Meat portions shouldn’t exceed 3-4 ounces; grains and starches should be half-cup portions; a half-cup for fruits and one cup for vegetables. An easy visual to use is to fill half of your dinner plate with vegetables, one-quarter with lean meat, and one-quarter with a whole grain – using a small plate, of course. 

Holiday Eating Pitfalls 

Nutritional landmines are everywhere during the holiday season. Calories, fat, saturated fat, sodium and sugar are abundant in many typical holiday foods. You name the vice, it is right there waiting for you. “Awareness is the key here,” she said. “Don’t allow yourself to ‘mindlessly’ pop a half dozen holiday cookies in your mouth. Set a reasonable limit and stick to it.”

Stay Motivated 

Susie Bond, Registered Dietitian/Nutritionist at Health First Pro-Health & Fitness Centers

Susie Bond, Registered Dietitian/Nutritionist at Health First Pro-Health & Fitness Centers

Set up a holiday exercise schedule. Write it down on your calendar and treat it just like any other appointment, giving it equal priority. Be realistic about planning, and set up a schedule that will work for you. 

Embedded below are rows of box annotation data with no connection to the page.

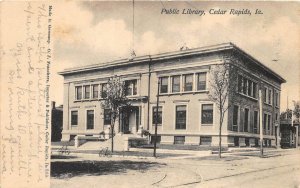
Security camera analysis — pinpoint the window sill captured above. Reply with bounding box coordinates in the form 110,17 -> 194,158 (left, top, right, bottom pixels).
152,124 -> 162,127
239,93 -> 258,101
264,102 -> 273,106
74,98 -> 105,102
159,90 -> 208,96
201,123 -> 214,126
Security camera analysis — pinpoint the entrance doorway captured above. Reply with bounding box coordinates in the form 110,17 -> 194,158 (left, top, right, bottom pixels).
120,106 -> 141,134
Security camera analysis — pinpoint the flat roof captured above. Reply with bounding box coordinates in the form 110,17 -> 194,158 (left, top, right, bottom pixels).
58,42 -> 286,83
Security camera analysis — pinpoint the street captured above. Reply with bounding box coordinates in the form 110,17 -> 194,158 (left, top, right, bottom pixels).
51,149 -> 300,188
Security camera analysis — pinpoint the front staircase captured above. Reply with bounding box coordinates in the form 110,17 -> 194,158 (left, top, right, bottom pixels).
78,134 -> 148,151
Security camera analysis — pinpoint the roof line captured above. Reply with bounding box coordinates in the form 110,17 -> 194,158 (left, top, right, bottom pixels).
58,42 -> 286,83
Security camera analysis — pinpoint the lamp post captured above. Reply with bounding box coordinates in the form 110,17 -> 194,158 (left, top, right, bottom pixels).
258,89 -> 264,157
153,78 -> 160,157
292,100 -> 299,148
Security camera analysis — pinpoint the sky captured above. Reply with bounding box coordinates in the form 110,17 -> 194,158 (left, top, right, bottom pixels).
50,1 -> 300,110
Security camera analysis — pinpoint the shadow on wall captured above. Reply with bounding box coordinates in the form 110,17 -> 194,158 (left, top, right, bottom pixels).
51,160 -> 166,179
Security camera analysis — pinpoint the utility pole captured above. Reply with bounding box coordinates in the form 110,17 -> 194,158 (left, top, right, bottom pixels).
258,89 -> 264,157
153,78 -> 160,157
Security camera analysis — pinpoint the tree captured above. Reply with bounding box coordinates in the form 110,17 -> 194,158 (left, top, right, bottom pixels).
280,101 -> 300,120
209,60 -> 238,158
102,76 -> 130,152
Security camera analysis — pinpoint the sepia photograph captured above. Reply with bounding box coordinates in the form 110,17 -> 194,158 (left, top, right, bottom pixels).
0,0 -> 300,188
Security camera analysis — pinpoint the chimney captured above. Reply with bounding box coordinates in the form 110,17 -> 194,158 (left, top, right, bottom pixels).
51,101 -> 55,109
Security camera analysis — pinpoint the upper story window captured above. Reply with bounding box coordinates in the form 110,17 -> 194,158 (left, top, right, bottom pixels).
75,86 -> 82,100
183,74 -> 194,91
274,91 -> 279,107
264,87 -> 268,103
125,80 -> 137,96
152,106 -> 162,125
253,111 -> 259,133
71,110 -> 78,126
175,105 -> 186,129
101,84 -> 107,98
84,85 -> 91,99
232,105 -> 239,131
172,76 -> 180,93
197,72 -> 206,90
201,104 -> 214,124
160,77 -> 169,93
159,72 -> 207,94
86,110 -> 94,129
263,114 -> 271,131
264,87 -> 273,105
268,89 -> 273,105
103,109 -> 111,125
92,84 -> 99,99
238,75 -> 257,99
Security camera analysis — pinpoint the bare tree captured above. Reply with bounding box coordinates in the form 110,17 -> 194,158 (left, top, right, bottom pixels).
102,76 -> 130,152
209,60 -> 238,158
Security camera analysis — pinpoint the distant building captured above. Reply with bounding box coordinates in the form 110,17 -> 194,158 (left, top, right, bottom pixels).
51,101 -> 63,142
59,43 -> 285,146
280,119 -> 300,148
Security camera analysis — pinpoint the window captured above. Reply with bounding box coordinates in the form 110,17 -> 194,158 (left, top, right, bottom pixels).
71,111 -> 78,126
101,84 -> 107,98
104,109 -> 111,125
75,86 -> 82,100
160,77 -> 169,93
238,75 -> 257,99
125,80 -> 137,96
247,80 -> 253,97
263,114 -> 268,131
275,91 -> 279,107
238,75 -> 243,93
232,105 -> 239,131
152,106 -> 162,125
253,82 -> 257,98
174,136 -> 185,144
243,78 -> 247,95
172,76 -> 180,93
253,111 -> 258,133
84,85 -> 91,99
93,85 -> 99,99
151,136 -> 161,144
184,74 -> 194,91
176,105 -> 186,129
244,108 -> 249,132
200,136 -> 212,146
267,115 -> 271,131
201,104 -> 213,124
197,72 -> 206,90
264,88 -> 268,103
86,110 -> 94,129
268,89 -> 272,105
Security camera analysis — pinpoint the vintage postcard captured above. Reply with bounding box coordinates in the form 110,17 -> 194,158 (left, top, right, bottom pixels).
0,0 -> 300,188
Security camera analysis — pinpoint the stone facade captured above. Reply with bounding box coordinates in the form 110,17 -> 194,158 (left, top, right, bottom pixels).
60,43 -> 285,146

“Most people who stick to a regular exercise schedule during the holidays, wake up the morning of January 2 weighing the same as they did the day before Thanksgiving. That is motivation enough for me.” 

Things may come up that interfere with your plan, so give yourself a weekly goal to put in at least 150 minutes of cardiovascular exercise. That way, if you miss an exercise session, you can make it up another time before the end of the week.